Retirado do Livro: As Mirongas de Umbanda – Tancredo da Silva

Quando o Brasil declarou guerra ao Paraguai, dominado pelo ditador Francisco Solano
Lopez, formaram-se diversos batalhões de voluntários em todo o país, especialmente nos Estados onde havia maior percentagem de descendentes africanos. Entre parêntesis: a guerra do Paraguai influiu muito na evolução social do elemento afro-brasileiro. Faziam parte dêsses batalhões sacerdotes dos cultos africanos, recrutados, às vêzes à fôrça, em bom número, no Maranhão, na Bahia, no Rio de Janeiro e em Minas Gerais, além de outros Estados.

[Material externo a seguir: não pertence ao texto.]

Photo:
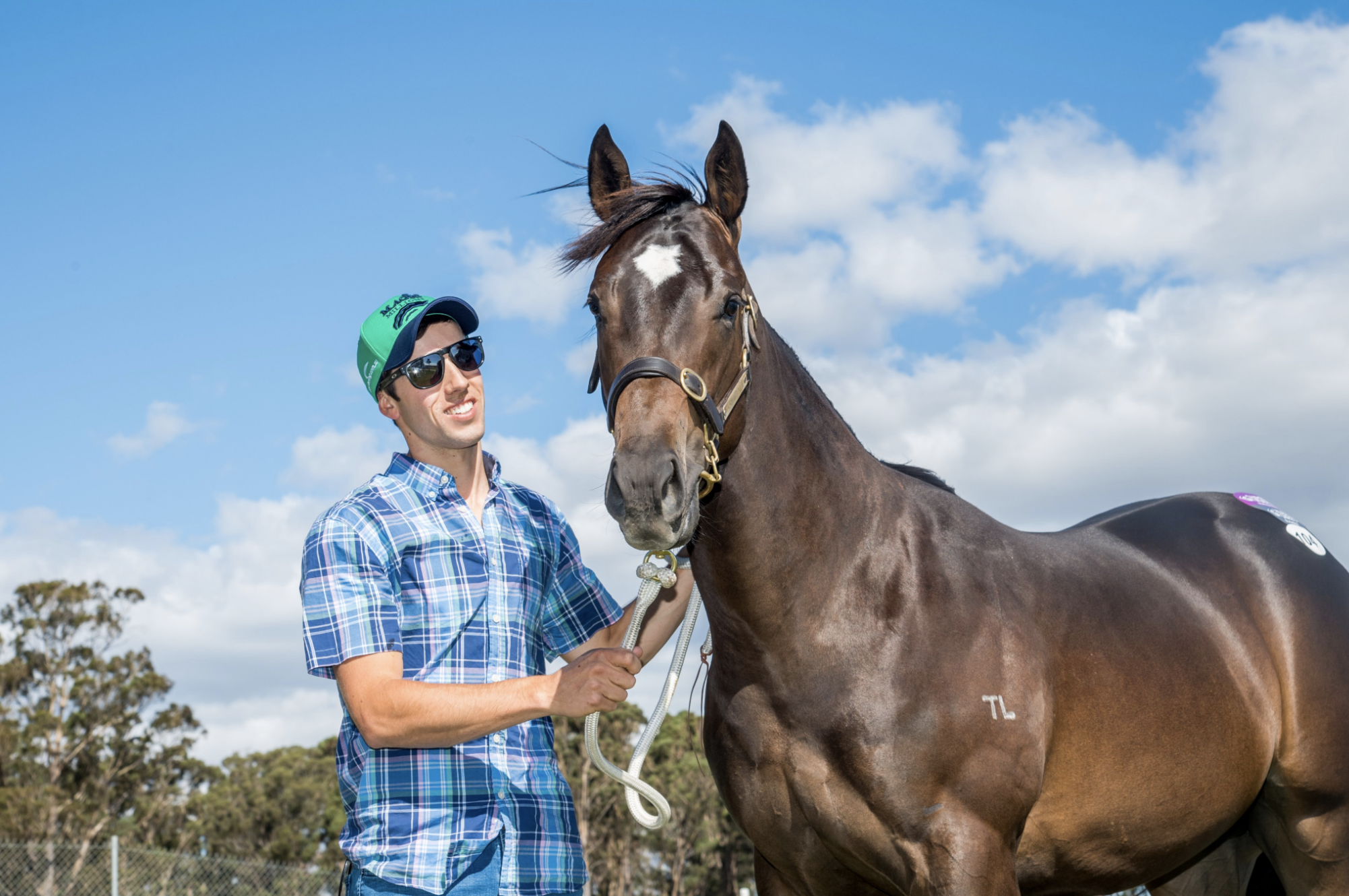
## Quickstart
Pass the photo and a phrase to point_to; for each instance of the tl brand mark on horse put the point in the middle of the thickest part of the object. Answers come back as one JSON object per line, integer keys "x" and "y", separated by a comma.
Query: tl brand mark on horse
{"x": 996, "y": 703}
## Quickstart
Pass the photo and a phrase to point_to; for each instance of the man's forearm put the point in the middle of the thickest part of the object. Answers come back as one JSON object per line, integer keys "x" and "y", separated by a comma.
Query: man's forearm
{"x": 417, "y": 714}
{"x": 391, "y": 711}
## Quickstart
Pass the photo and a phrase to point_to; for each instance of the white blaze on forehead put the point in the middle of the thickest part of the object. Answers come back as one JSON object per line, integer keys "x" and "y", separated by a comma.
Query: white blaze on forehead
{"x": 658, "y": 263}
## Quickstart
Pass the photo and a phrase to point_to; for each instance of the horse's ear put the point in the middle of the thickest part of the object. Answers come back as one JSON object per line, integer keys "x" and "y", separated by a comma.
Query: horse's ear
{"x": 728, "y": 183}
{"x": 607, "y": 173}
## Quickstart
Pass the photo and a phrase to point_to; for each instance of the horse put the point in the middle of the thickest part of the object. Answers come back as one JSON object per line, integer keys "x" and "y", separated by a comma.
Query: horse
{"x": 910, "y": 697}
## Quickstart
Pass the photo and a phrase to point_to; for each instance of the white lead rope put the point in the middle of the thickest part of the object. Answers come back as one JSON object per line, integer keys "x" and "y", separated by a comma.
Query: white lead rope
{"x": 653, "y": 579}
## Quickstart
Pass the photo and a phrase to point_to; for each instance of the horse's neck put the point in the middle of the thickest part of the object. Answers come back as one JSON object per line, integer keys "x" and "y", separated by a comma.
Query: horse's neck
{"x": 796, "y": 476}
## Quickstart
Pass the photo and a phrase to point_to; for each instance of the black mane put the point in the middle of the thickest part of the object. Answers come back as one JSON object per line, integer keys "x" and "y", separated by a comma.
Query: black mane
{"x": 920, "y": 473}
{"x": 627, "y": 208}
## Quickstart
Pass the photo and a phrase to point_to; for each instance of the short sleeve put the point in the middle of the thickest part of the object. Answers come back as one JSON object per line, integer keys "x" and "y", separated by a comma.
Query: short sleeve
{"x": 348, "y": 597}
{"x": 576, "y": 605}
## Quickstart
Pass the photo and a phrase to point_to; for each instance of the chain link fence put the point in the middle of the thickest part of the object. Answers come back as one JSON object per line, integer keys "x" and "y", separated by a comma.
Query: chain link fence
{"x": 61, "y": 869}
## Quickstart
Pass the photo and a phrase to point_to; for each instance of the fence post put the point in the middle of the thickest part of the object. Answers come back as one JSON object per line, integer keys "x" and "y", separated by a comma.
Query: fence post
{"x": 114, "y": 843}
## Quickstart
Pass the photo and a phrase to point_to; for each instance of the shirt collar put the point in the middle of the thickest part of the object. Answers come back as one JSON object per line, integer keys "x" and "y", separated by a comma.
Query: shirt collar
{"x": 425, "y": 478}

No dia da passagem e batalha de Humaitá, os primeiros a sabverem da vitória das armas brasileiras foram os terreiros, onde o orixá Ogún Megê baixou e transmitiu a boa notícia, em 1867.

No mesmo dia da vitória, ainda ignorada aqui, Ogún tirou a seguinte corimba, que muitos cantam sem conhecer o que significa:

No campo de Humaitá
Venceu-se a guerra, meu Pai
Ogún, com seu cavalo de côr
Ogún Megê
Ogún Yara
Venceu-se a guerra, meu Pai
Ogún, com seu cavalo de côr

E assim foi anunciada a vitória dos brasileiros no Passo de Humaitá, festejada nos terreiros com grande entusiasmo. Até hoje, depois de quase um século, canta-se êste ponto:

Humaitá, Humaitá
Ó Rei de Umbanda
Ogún já venceu demanda.

Os sacerdotes africanos ajudaram o triunfo brasileiro, com a proteção de Ogún. Depois da guerra do Paraguai, muitos escravos obtiveram alforria, o que contribuiu para a emancipação final. Os terreiros ganharam prestígio com tais acontecimentos.